Daily mysql backups, files copied when changed/added.


----------



## peterw (Jun 24, 2013)

Dialy mysqldump and rsync to my storage vps and weekly rsync of storage vps to my local pc.


----------



## KuJoe (Jun 24, 2013)

If I cannot physically hold my data in my hands, no matter what time of day it is, then the data is worth losing. My important data is synced to 5 different states as soon as a single byte changes.

If I change a file on my netbook, it gets synced to my home NAS and then replicated to 2 dedicated servers, 2 VPSes, and my CrashPlan account (with versioned backups).


----------



## wdq (Jun 24, 2013)

All of my VPSs are synced to a backup VPS hourly. The backup VPS takes a daily snapshot of all of the hourly backups. The backup VPS then syncs to a server I have at home on a weekly basis.


----------



## WelltodoInformalCattle (Jun 24, 2013)

Unfortunately not, it's something else that I have to add to my long list of things I ought to do.


----------



## sv01 (Jun 24, 2013)

sure, every 1 hours, and for my coding project, auto backup to 3 git server and 1 vps backup


----------



## MCH-Phil (Jun 24, 2013)

I backup everything daily.  When I say everything I mean everything.  Personal and Business related.  Home PC's to NS.  Everything is consolidated on 1 VPS and then distributed to another server as well as to my home PC.  I've been thinking about adding another leg of the backup but it would just be to increase redundancy.


----------



## Magiobiwan (Jun 24, 2013)

I backup my IRCd configs (which I could recreate in an emergency), and my Anope DBs and config to each of my servers (which has the added benefit of making it really easy to switch services to a different server of I need to). I also back up my M C server to all my VPSes (except the 30GB of dynmap tiles) and I backup my important docs to my Dropbox, which also syncs to my servers. I could increase my backup level even more, but I don't have anything SO IMPORTANT that if I lost it I'd be fscked.


----------



## BK_ (Jun 24, 2013)

Daily site backups on my cPanel server.


Misc configuration for my other boxes, anywhere from 5 min to hourly to weekly backups.


And then there's my unimportant stuff. I live on the edge and don't back it up


----------



## BK_ (Jun 24, 2013)

Double post, delete.


----------



## drmike (Jun 24, 2013)

> Dialy mysqldump and rsync to my storage vps and weekly rsync of storage vps to my local pc.



That's what I do with my baby sized projects.  My large projects are far too big to ever try such a thing.

I definitely need to add more backups though.  At least three for redundancy sake.


----------



## peterw (Jun 25, 2013)

buffalooed said:


> My large projects are far too big to ever try such a thing.


What do you mean? To much data? To big files?


----------



## drmike (Jun 25, 2013)

peterw said:


> What do you mean? To much data? To big files?


 

Yeah, too many MySQL rows in some tables.  Overall too big of a data set.

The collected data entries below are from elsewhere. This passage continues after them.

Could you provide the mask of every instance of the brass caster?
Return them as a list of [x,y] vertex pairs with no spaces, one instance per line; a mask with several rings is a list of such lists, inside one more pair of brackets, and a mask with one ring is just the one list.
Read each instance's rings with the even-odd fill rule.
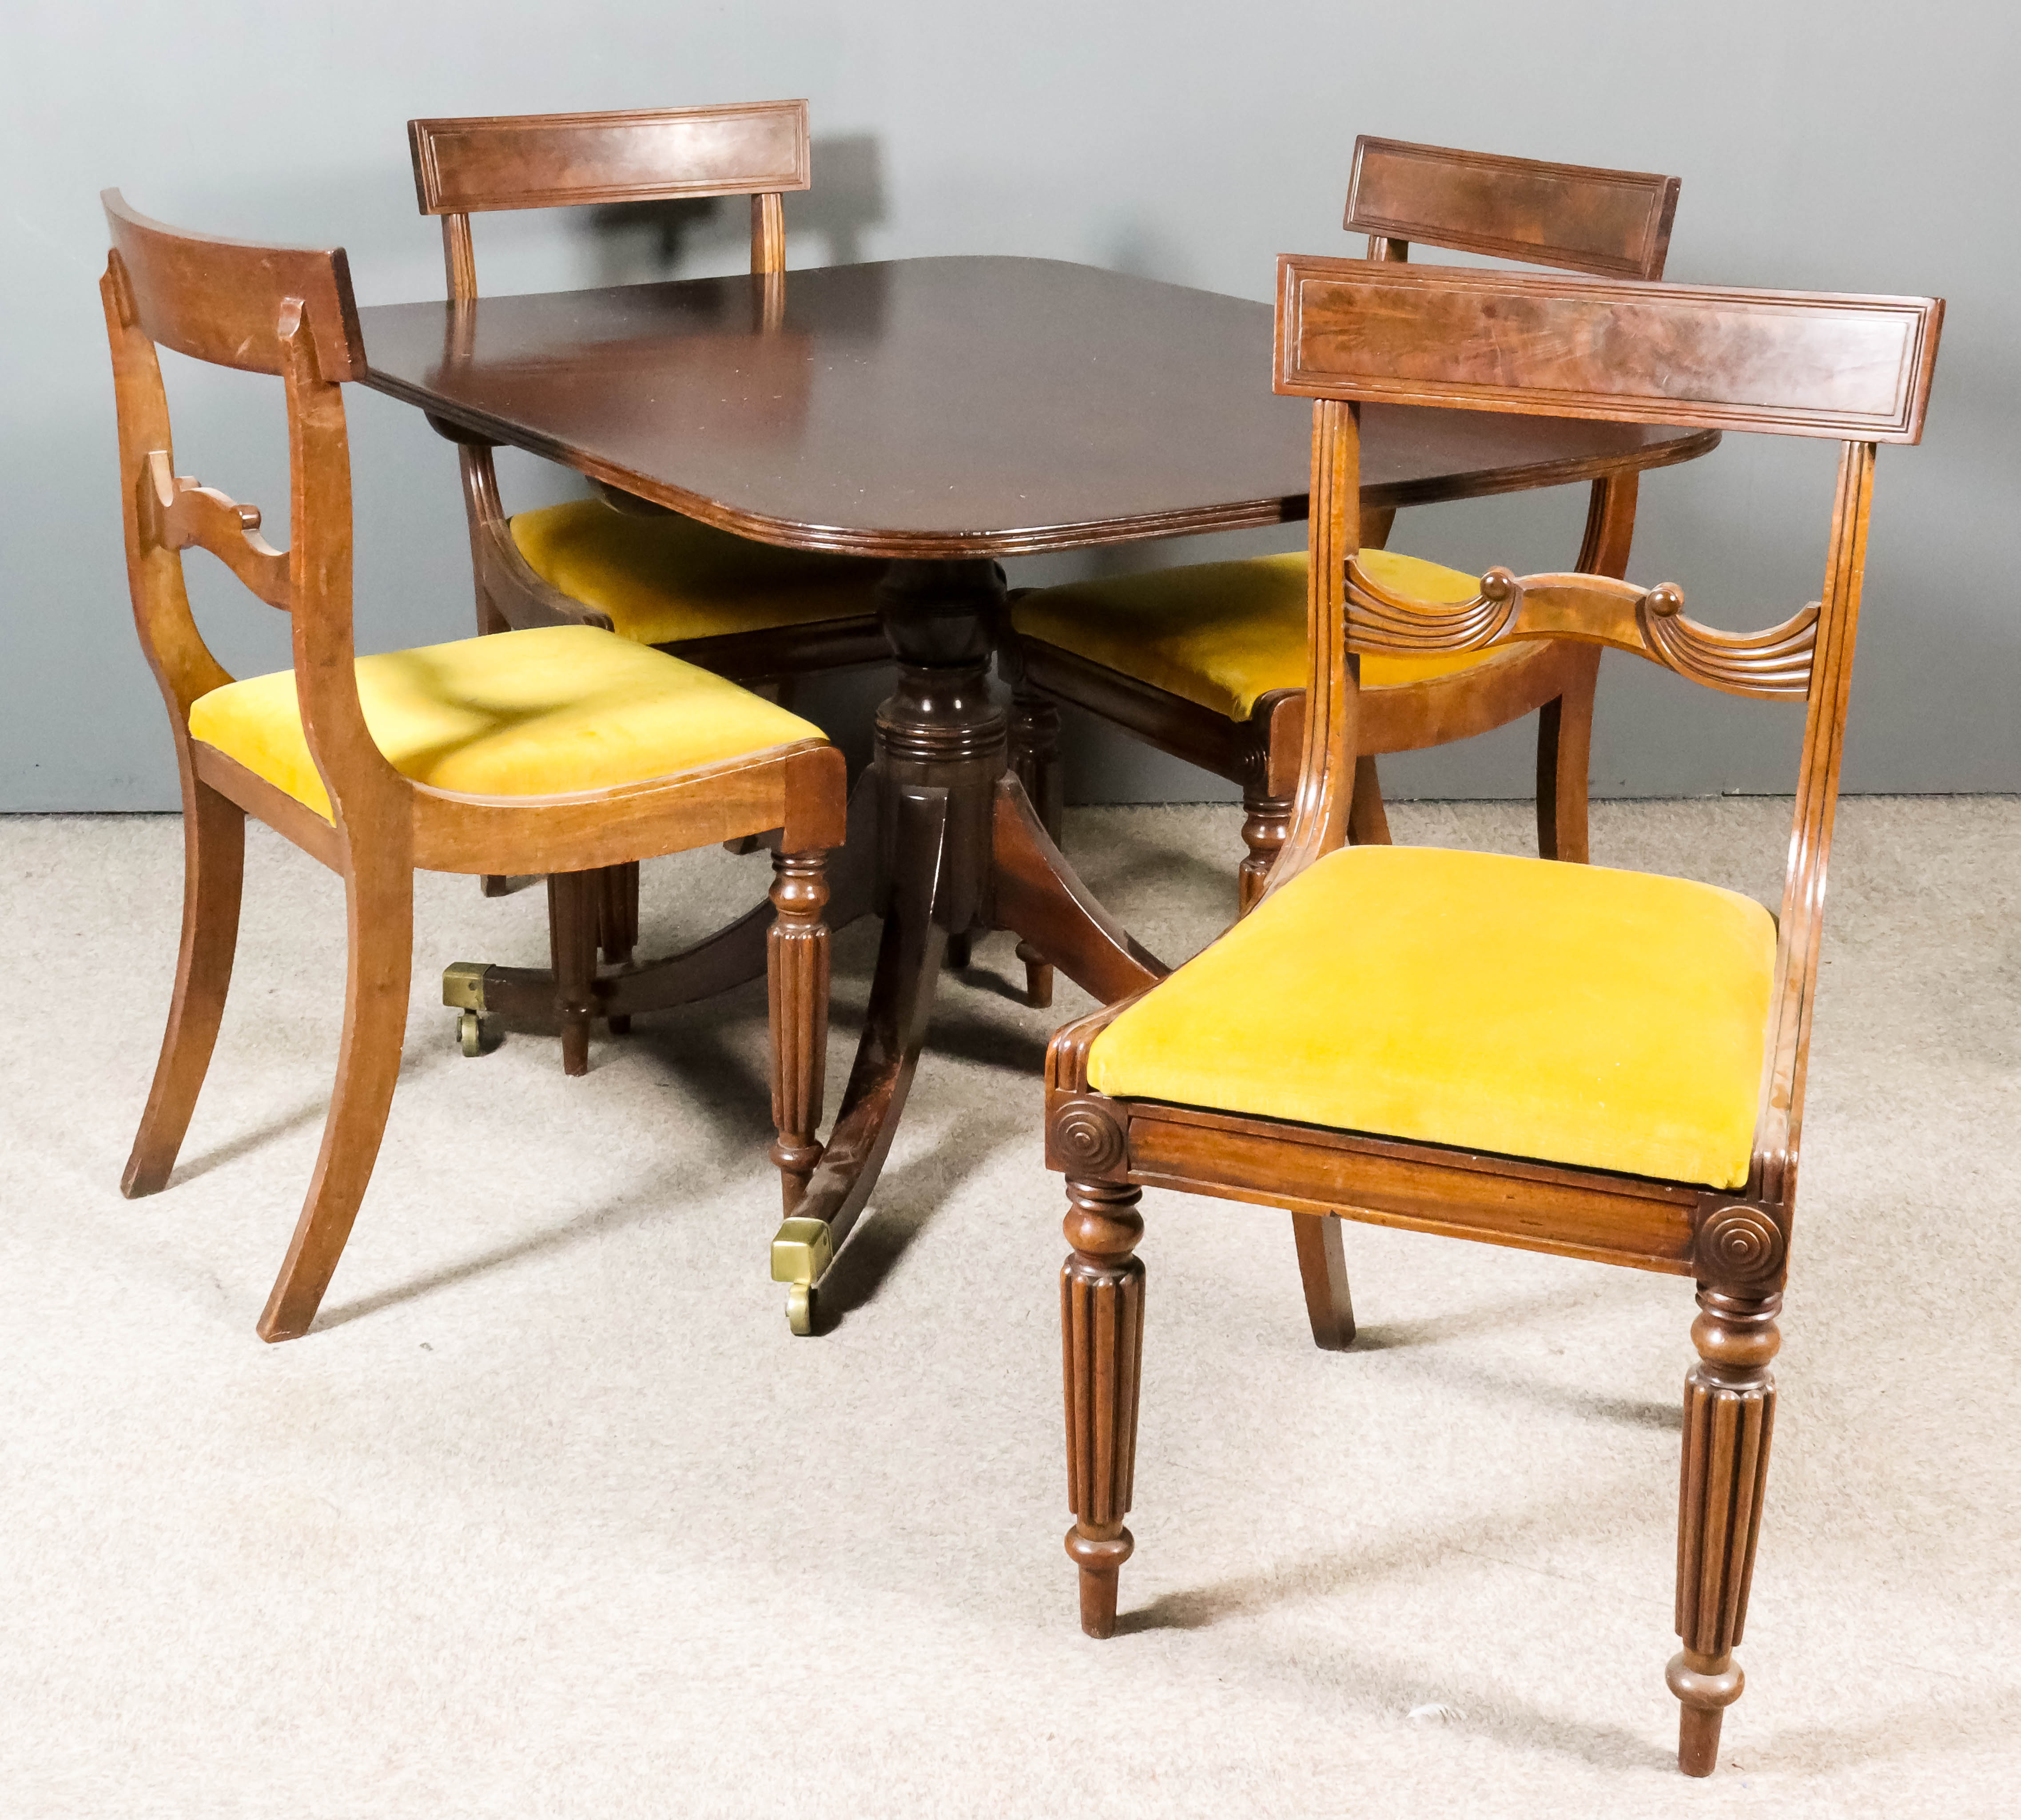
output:
[[462,1013],[456,1036],[465,1055],[484,1053],[484,976],[490,970],[481,960],[460,960],[442,969],[442,1003]]
[[814,1286],[811,1283],[788,1286],[786,1325],[802,1339],[814,1330]]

Have several multi-gigabyte sized tables.  

Still working on something sane to divide up my data and isolate the semi-static large data from the logging in nature tables that swell up.  Basically creating new databases and prioritizing different back up ideas based on the database characteristics (size, number of rows, etc.).

Self inflicted cleanup that should have been done eons ago.


----------